The plates were imaged with ImageXpress Micro XLS System from Molecular Devices using a 10x objective. We took multiple images per well. The plates were then analyzed using MetaXpress Custom Module Editor (CME). The area of the puncta, i.e., filipin total area sum, was calculated using appropriate cell masks. An example is shown below in Figure 2. We can clearly see that in case of Fig 2A (a compound that increases filipin staining), there are more filipin puncta (yellow dots in blue mask) than in the case of Fig 2B, which is a SAHA-treated control. (More on SAHA in a bit). This confirms that the parameters set for the analysis were effective. Z-scores were then calculated using these filipin area sums. Figure 3 shows an example of our analyzed plate helping you visualize that we had strong positive (Column 2) and negative (Column 23) controls.
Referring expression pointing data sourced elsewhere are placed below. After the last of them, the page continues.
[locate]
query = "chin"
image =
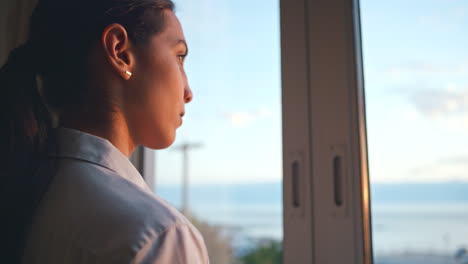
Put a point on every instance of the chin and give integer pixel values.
(160, 142)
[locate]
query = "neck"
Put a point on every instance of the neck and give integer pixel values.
(114, 128)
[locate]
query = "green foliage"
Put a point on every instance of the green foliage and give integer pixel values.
(267, 252)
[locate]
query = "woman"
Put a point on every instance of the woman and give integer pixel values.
(112, 71)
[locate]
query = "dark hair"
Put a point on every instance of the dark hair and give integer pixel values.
(56, 28)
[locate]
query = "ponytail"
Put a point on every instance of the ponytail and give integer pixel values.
(26, 124)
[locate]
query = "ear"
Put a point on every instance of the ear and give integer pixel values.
(117, 48)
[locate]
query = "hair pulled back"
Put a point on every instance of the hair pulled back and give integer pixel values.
(49, 70)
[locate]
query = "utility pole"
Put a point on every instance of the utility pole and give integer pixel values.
(185, 147)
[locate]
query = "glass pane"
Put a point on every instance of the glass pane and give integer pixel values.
(416, 73)
(230, 144)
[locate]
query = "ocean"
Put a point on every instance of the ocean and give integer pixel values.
(406, 218)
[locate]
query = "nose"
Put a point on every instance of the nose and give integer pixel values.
(188, 95)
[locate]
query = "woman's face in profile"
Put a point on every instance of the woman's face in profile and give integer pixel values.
(157, 101)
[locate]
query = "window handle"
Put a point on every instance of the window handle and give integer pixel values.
(338, 180)
(295, 173)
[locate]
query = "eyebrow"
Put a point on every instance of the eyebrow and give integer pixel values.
(183, 42)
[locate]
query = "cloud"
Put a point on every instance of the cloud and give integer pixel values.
(441, 103)
(409, 70)
(243, 118)
(449, 168)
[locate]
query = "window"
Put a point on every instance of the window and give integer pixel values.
(416, 75)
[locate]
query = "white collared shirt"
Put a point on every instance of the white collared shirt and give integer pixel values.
(98, 209)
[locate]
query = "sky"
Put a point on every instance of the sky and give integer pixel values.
(416, 81)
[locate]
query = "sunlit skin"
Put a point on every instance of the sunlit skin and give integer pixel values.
(148, 105)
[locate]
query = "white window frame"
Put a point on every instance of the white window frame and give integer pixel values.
(324, 118)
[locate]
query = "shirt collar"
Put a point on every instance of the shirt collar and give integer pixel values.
(71, 143)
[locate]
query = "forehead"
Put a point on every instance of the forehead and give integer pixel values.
(172, 28)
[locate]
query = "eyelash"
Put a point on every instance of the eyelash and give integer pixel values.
(181, 57)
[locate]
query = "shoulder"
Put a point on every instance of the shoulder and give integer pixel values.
(112, 217)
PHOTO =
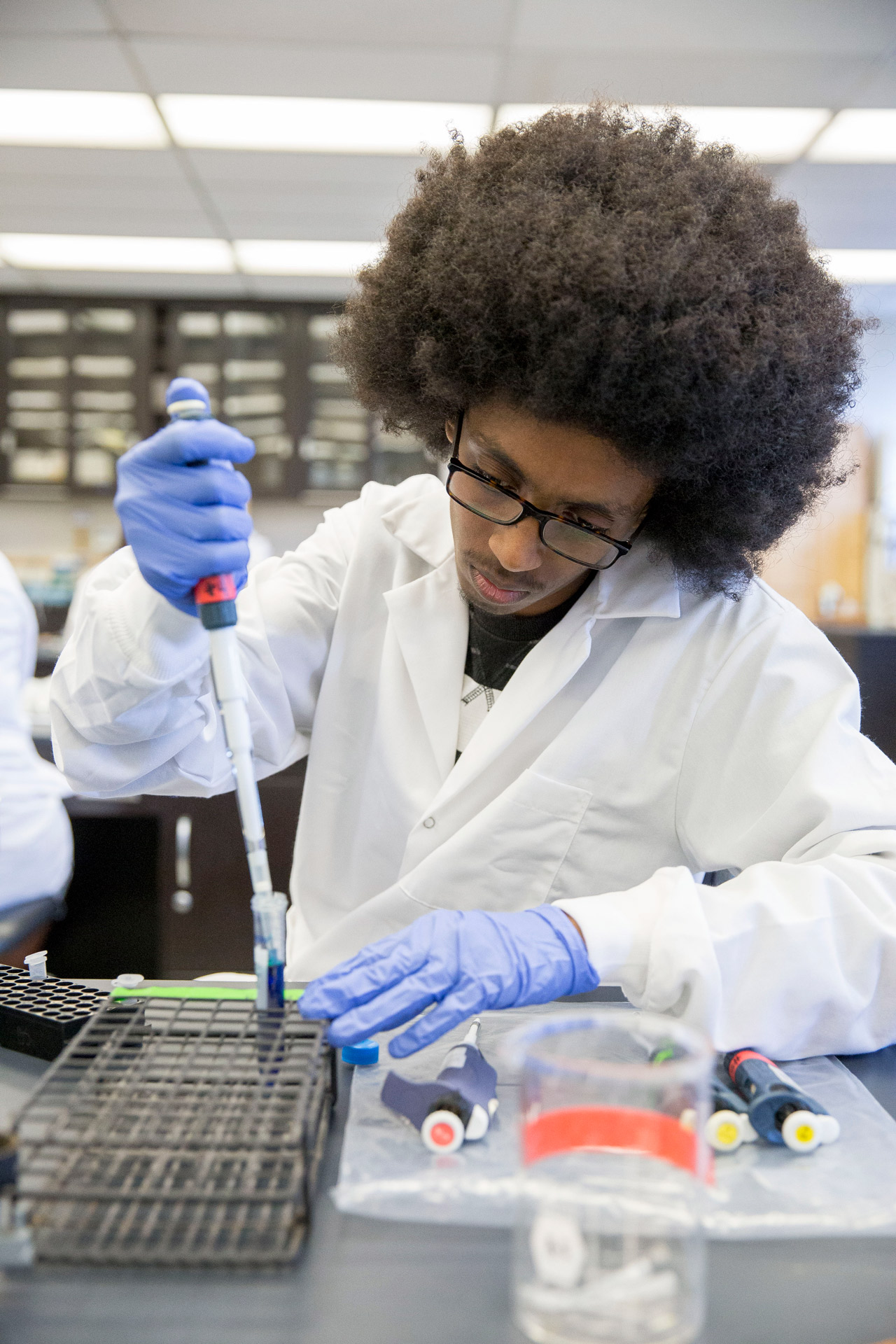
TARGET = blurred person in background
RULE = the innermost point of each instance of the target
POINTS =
(35, 832)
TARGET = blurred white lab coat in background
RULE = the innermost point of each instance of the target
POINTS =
(35, 834)
(653, 736)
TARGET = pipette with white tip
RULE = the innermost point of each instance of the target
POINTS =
(216, 606)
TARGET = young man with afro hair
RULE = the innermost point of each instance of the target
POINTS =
(556, 727)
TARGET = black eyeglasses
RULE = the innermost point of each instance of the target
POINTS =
(482, 495)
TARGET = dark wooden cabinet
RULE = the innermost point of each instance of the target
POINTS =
(121, 910)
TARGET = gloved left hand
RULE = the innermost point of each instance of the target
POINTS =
(461, 960)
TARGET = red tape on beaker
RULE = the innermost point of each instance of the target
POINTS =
(612, 1126)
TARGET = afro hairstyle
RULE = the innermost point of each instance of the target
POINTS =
(606, 272)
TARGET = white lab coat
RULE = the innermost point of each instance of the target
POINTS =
(35, 834)
(650, 737)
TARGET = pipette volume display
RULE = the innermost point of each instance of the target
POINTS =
(216, 606)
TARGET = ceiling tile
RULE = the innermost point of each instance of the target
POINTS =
(719, 78)
(337, 22)
(844, 204)
(101, 166)
(64, 64)
(51, 17)
(798, 26)
(448, 74)
(276, 171)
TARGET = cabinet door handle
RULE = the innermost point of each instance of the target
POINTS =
(182, 899)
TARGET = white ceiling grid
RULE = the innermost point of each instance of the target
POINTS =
(770, 52)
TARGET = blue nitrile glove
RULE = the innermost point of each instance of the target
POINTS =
(461, 960)
(186, 523)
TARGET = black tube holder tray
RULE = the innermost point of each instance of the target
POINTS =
(41, 1016)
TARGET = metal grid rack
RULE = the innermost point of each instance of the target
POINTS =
(178, 1132)
(41, 1016)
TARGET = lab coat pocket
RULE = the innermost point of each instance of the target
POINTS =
(508, 855)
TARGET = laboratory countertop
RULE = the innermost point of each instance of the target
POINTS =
(384, 1282)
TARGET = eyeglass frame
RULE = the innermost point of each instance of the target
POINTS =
(530, 510)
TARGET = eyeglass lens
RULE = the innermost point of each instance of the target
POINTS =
(574, 543)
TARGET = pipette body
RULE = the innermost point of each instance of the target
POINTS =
(216, 606)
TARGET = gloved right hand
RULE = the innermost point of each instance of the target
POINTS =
(460, 960)
(187, 522)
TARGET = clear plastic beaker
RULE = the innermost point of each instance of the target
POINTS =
(609, 1242)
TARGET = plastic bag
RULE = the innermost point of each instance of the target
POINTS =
(843, 1189)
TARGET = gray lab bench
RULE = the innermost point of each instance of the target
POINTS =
(378, 1282)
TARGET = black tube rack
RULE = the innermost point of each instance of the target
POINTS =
(41, 1016)
(178, 1132)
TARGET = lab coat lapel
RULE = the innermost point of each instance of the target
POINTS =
(647, 588)
(540, 676)
(430, 624)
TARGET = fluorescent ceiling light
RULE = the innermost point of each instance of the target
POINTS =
(80, 252)
(860, 265)
(770, 134)
(858, 136)
(276, 257)
(99, 120)
(320, 125)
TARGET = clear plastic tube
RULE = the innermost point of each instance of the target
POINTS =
(269, 920)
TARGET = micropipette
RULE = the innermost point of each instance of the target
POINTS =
(216, 600)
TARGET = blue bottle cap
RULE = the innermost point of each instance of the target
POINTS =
(362, 1053)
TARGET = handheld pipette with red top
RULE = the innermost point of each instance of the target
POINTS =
(216, 608)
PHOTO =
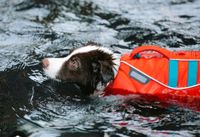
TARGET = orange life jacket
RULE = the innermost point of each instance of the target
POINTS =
(152, 70)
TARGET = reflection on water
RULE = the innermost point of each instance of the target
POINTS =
(33, 29)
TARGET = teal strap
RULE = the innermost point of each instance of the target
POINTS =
(173, 73)
(192, 73)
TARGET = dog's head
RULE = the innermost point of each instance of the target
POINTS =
(87, 66)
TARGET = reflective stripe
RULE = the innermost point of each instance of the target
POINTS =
(173, 73)
(192, 72)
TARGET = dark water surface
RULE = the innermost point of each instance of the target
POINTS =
(33, 29)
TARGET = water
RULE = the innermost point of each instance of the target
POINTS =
(33, 29)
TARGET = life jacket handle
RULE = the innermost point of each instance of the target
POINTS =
(158, 49)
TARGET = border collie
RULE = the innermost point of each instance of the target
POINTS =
(86, 66)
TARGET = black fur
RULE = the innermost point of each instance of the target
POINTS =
(88, 69)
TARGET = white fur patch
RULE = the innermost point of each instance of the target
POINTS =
(55, 64)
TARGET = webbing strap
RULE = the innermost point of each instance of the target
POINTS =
(173, 73)
(192, 73)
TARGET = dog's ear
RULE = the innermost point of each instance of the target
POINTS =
(74, 63)
(106, 71)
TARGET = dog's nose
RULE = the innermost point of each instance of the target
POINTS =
(45, 63)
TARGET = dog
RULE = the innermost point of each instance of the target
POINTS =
(86, 66)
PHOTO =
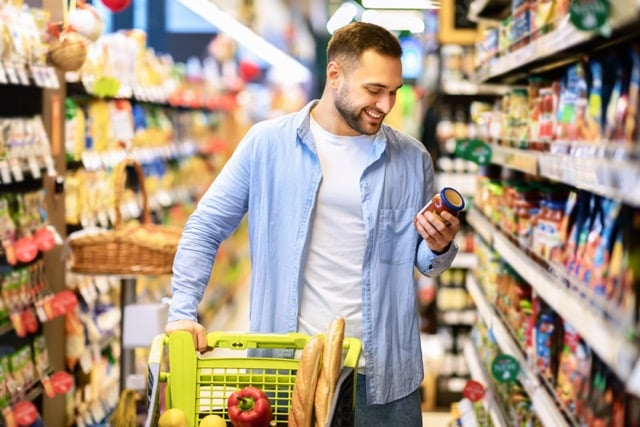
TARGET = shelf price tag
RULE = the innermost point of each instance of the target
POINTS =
(473, 390)
(505, 368)
(5, 173)
(11, 73)
(589, 15)
(633, 384)
(16, 170)
(3, 75)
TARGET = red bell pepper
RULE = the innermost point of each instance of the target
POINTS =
(249, 407)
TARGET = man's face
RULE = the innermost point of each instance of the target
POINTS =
(366, 92)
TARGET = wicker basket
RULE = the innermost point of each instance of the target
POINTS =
(68, 52)
(132, 249)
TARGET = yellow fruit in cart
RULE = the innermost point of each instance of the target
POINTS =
(213, 421)
(173, 417)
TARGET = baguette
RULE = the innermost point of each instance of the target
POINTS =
(331, 365)
(301, 412)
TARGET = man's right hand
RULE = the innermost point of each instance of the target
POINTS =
(197, 331)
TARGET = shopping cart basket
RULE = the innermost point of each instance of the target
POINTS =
(199, 385)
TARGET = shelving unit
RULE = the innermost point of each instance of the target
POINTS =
(479, 373)
(605, 337)
(544, 403)
(600, 175)
(562, 45)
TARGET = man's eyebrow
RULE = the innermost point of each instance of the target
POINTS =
(380, 85)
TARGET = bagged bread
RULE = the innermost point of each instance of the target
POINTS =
(331, 366)
(304, 388)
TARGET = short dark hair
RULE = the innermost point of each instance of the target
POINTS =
(349, 42)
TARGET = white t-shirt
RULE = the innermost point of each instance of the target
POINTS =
(332, 274)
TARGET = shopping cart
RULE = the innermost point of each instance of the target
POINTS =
(199, 385)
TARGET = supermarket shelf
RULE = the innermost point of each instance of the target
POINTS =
(604, 337)
(467, 414)
(514, 158)
(617, 179)
(488, 10)
(481, 225)
(544, 404)
(556, 45)
(466, 260)
(457, 317)
(479, 373)
(465, 87)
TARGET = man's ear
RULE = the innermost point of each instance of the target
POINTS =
(333, 73)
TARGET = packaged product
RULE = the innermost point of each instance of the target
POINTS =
(574, 370)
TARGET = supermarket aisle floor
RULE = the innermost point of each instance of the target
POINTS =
(238, 320)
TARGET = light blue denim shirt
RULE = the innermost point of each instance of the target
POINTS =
(274, 175)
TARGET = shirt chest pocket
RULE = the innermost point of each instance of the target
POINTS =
(397, 236)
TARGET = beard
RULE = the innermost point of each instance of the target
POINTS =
(355, 118)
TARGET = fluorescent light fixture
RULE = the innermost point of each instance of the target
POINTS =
(243, 35)
(342, 16)
(400, 4)
(395, 20)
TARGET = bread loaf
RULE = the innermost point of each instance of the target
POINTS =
(331, 366)
(304, 388)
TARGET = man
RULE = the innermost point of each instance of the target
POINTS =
(331, 193)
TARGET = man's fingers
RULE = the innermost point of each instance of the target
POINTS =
(197, 331)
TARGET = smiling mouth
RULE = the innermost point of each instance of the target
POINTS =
(373, 114)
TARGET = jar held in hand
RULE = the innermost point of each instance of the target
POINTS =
(447, 199)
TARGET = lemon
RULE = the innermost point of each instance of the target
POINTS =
(173, 417)
(213, 421)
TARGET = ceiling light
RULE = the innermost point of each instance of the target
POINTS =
(243, 35)
(395, 20)
(342, 16)
(400, 4)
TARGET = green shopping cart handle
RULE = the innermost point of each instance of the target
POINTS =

Figure 2. Cell masks for a) positive control and b) negative control
Figure 3. Figure showing a screenshot of an analyzed plate
This screen resulted in hit compounds that cleared filipin (SAHA-like) and those that had intense filipin fluorescence (PERL101-like). Along with the range of clearance to increased cholesterol accumulation, there are also many compounds that do not do anything to the baseline filipin staining phenotype and look similar to DMSO-treated controls.
Figure 4. a) DMSO-treated control b) SAHA-treated control c) SAHA-like hit compound
Figure 5. a) DMSO-treated control b) PERL101-treated control c) PERL101-like hit compound
Figure 4 shows the comparison of DMSO control to SAHA treatment, with SAHA clearing almost all the filipin while Fig 4C shows a compound that also clears filipin. Similarly, Figure 5 shows images of a DMSO-treated control, PERL101 increasing filipin and Fig 5C shows a PERL101-like hit compound which also increases filipin. Figure 6 show images of compounds that resulted in interesting phenotypes and a variation in filipin distribution, or toxicity.
Figure 6. (a), (b) Interesting phenotypes (c), (d) Toxic compounds
Only ~1% of the library turned up as SAHA-like hits, whereas ~8% turned up as PERL-101 like hits. Once we compiled the ID numbers of SAHA-like hits, PERL101-like hits and toxic compounds, we went back into our Collaborative Drug Discovery portal to make a list of all the compounds. We observed a lot of compounds that increased the amount of free cholesterol in the cell, and it was only when we looked at the list that we realized most of those compounds were large lipophilic compounds that would lead to this phenotype and might not rescue disease in the model organisms. This pilot test was telling because the clearance phenotype that SAHA induces can also be caused by compounds that inhibit cholesterol synthesis, uptake or other affect other vital cellular processes. It is clear that cell data has to be paired with model organism data, and cannot alone be an indicator of disease rescue. The data need to be cross-referenced with the model organism data.
The next step would be testing the library on the worm and fly NPC platforms and consequently, look for overlaps to better characterize the hits that come out of our screens, collect more data on false positives and negatives, and compile a list of toxic compounds and modifiers.